The Open Voting Consortium is a voting system vendor that promotes itself as a voting integrity advocacy group. Their “About OVC” link states:
The Open Voting Consortium is a not-for-profit organization dedicated to the development, maintenance, and delivery of trustable and open voting systems for use in public elections.
OVC is actively seeking “members” (people to send them money) to fund the development and promotion of an open source voting system. Their product is currently a software prototype. What catches my eye is the text at the end of their product brochure:
mail a check made payable to the Open Voting Consortium to
No, not that. This text:
ALL MACHINES USE OPEN SOURCE SOFTWARE (Everyone can see how all machines are programmed.)
There are so many things wrong with that statement. Believe me, I’ve worked in the area of information assurance for years, in cases where the inner details of the products are made fully available for inspection, and just being able to look is not the same as being convinced that what you see works properly, does not have any logic flaws that subvert its security objectives.
Their May 2008 Demo Disk (550 MB) is online, go download it, examine it, and decide whether it’s secure or not. Think about what “secure” really means in this context. I’m not talking about whether the evil vendor put malicious code in there to change your vote for Blueberries into a vote for Onions. Instead consider the voting machine that very scrupulously records everything you say, but does nothing to protect the voting records at rest on the system. Or a system that can’t tell if it’s got good or bad code running on it.
The assertion “everyone can see how all machines are programmed” bugs me. Yes, I can download the code from online, but how do I know, when I come in to vote, that the code I reviewed online is what is running on the machine before me? What testing has been done on the system and what were the results?
More importantly, is my grandmother going to learn Linux and Python in order to perform a code review, and check the BIOS version of the machine when they boot it on election day?
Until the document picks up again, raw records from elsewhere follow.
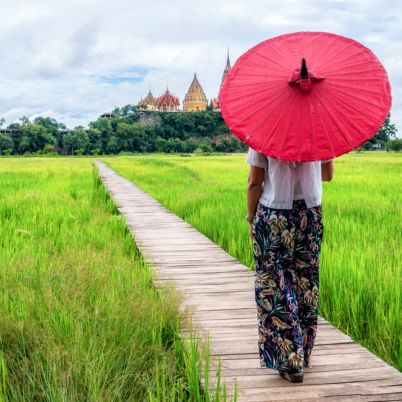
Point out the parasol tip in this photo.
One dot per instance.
(303, 69)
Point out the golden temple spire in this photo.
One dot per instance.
(195, 99)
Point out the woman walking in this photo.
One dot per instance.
(285, 217)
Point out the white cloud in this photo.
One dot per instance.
(77, 59)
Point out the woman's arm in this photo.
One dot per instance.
(327, 170)
(254, 188)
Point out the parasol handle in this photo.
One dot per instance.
(303, 69)
(303, 78)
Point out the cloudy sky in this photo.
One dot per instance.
(75, 59)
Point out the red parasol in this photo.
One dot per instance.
(306, 96)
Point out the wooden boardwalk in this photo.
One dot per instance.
(220, 291)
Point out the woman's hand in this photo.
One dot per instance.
(327, 170)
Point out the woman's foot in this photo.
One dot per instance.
(292, 377)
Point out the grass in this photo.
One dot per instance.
(81, 319)
(360, 273)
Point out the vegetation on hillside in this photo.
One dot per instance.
(128, 129)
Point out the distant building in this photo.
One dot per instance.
(148, 103)
(195, 99)
(108, 115)
(167, 102)
(215, 101)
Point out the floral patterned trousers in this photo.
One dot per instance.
(287, 246)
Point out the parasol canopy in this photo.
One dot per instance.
(306, 96)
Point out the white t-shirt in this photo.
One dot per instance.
(284, 183)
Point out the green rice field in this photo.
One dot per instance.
(80, 317)
(361, 259)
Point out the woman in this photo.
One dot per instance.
(285, 217)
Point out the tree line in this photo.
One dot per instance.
(128, 129)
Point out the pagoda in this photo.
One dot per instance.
(195, 99)
(215, 101)
(167, 102)
(148, 103)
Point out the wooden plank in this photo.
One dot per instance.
(219, 292)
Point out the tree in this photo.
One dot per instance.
(34, 137)
(5, 143)
(104, 126)
(76, 139)
(387, 130)
(394, 145)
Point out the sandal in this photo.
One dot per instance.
(292, 377)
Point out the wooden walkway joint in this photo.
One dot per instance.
(220, 291)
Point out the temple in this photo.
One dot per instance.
(148, 103)
(214, 103)
(195, 99)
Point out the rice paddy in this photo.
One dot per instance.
(80, 317)
(360, 273)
Even if I had a living grandmother, the idea would be ludicrous. The right to look at the code does not equal the skills to look at the code.
Many voting integrity advocates call for voter verifiable paper trails as the solution to concerns about software security and quality, but printers and optical scanners are tools, not a panacea. Remember that electoral fraud has been committed with paper for far longer than it has been possible to commit it with computers.
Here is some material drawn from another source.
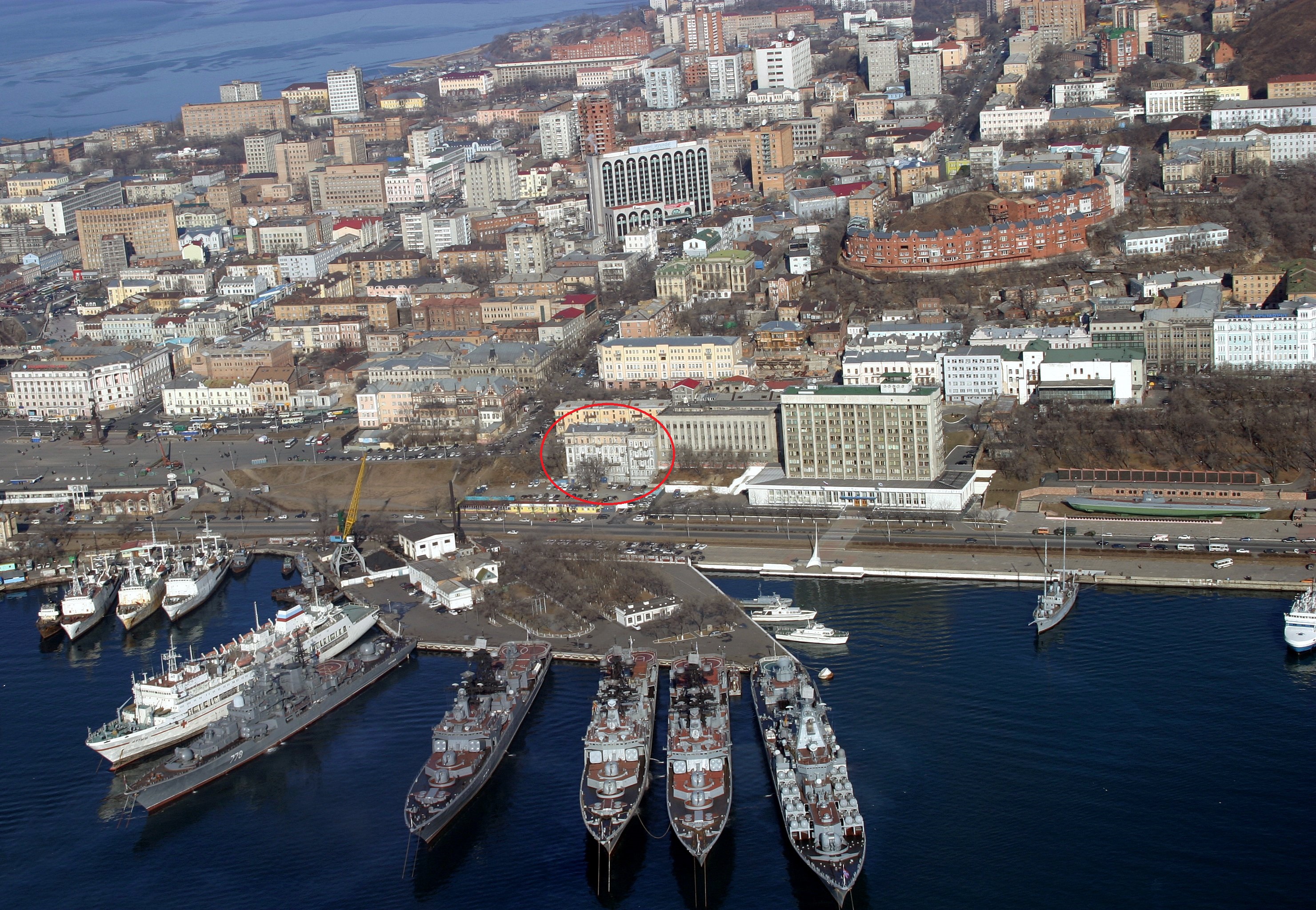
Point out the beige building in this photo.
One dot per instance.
(152, 231)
Okay, with all this in mind, please go read this interview with Alan Dechert of OVC and someone of the Okori Group.
Dechert said that the Open Voting Consortium system would allow for unique read-only discs to be burned for each machine within each precinct and ward. The local poll worker would load the bootable disc into a special computer and printer hybrid that is yet to be designed.
A lot of future tense, it’s worth noting. But that’s not my point.
Dechert says his system is better because it doesn’t use fancy cryptography, it uses a simple chain of custody.
Chain of custody. That means “the machines and all election data is handled by a series of people that we trust.” If the assumption that all of those people are trustworthy turns out to be incorrect, all bets are unfortunately off. Software can be replaced with malicious images, viruses that alter vote totals can be deployed on the system, vote totals can be modified or (even easier) destroyed.
My friend at Punchscan flowcharted it thus:

Without a hardware platform as a secure platform OVC’s model does not satisfy me as being sufficiently robust or secure to safely use in the administration of a major public election. These are my gut feelings as a security consultant and dabbler in voting system security, but take them with a grain of salt since I am also a competitor.
Like I said - analyse it yourself, who knows what you might find.